When asked about his NFL aspirations, he gets quiet and quickly dismisses the subject.

"I'm not thinking about that," Murphy says. "It would be unfair to my teammates if I was thinking about the NFL while we were in the midst of an Ivy League championship race."

This demonstrates another facet of all of Murphy's different personas -- perspective. 

"How he gets through a bio-mechanical engineering course load while playing football is beside me," roommate Matt Hanson reflects. "There are some days after an all-nighter and a full day of tests and football where the man looks like he was hit by a truck mentally and physically, but he doesn't say "woe is me"—ever—and just keep going with his Cali spirit."

Throughout everything he does, Murphy remains conscious of the bigger things at work. He realizes things are greater than himself. That his lab work, though tiring, contributes to our understanding of the human brain. That football practice, though difficult and sometimes monotonous, makes himself a better player for his team. That abandoning the warm SoCal beaches for the frigid cold of New England wouldn't be easy, but it served a greater purpose.

All of these things—his perspective, his selflessness, and his work ethic—are key components to making Kevin Murphy who he is. They are what make him not only a successful student and football player, but are also the reason he is so widely respected in the locker room.
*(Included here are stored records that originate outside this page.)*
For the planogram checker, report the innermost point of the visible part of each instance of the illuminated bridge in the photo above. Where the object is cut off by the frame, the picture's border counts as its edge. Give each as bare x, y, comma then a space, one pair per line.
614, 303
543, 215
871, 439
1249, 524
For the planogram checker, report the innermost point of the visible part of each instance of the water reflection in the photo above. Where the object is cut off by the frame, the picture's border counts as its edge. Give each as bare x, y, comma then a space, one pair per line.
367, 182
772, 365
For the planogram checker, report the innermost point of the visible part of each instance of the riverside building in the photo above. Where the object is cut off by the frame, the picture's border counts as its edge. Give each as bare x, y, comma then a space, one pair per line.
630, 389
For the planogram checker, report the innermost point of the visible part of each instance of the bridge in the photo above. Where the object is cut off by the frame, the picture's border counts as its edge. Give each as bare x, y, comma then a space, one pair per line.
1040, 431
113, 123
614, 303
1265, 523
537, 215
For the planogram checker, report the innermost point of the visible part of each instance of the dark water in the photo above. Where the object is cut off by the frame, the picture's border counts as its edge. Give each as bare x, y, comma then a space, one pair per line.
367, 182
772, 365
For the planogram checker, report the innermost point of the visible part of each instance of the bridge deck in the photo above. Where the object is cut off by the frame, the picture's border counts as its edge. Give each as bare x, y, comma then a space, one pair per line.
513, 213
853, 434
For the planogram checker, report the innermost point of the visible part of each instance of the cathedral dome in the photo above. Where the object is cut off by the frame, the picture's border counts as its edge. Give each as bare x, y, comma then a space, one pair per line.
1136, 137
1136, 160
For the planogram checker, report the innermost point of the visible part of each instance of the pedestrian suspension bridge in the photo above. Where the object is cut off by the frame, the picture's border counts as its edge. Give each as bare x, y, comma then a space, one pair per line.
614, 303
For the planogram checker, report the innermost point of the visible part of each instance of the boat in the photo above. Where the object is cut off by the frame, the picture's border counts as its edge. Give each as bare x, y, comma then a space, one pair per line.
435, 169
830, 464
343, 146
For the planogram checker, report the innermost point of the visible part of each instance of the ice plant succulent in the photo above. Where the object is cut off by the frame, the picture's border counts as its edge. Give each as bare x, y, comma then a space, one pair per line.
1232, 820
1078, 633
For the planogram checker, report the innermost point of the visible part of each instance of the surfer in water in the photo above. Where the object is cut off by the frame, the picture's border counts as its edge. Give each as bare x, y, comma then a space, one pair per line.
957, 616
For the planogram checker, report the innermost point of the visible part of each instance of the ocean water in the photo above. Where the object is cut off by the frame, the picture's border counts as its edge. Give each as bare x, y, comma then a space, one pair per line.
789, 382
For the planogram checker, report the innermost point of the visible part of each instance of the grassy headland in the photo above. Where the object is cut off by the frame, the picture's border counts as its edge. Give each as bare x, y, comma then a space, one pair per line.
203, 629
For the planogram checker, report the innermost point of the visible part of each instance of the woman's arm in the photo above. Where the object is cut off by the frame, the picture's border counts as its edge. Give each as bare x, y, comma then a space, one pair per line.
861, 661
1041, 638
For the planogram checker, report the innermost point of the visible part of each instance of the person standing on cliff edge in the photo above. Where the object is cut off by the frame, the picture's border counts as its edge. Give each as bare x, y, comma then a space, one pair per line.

Ultimately, Murphy reflects, it's the respect of his teammates that matters the most to him.

And who couldn't respect a player like Kevin Murphy? Someone who works so tirelessly, who pushes himself so hard and never asks for acknowledgement. Someone who's achieved so much in his career and yet continues to reach for the next level.

Someone who, sitting in his dorm room after a long day of lab work and practice, dressed in a tank-top and football shorts, closes his multiphysics software, plops down on his bed, tosses his "flow" back, and picks up his guitar.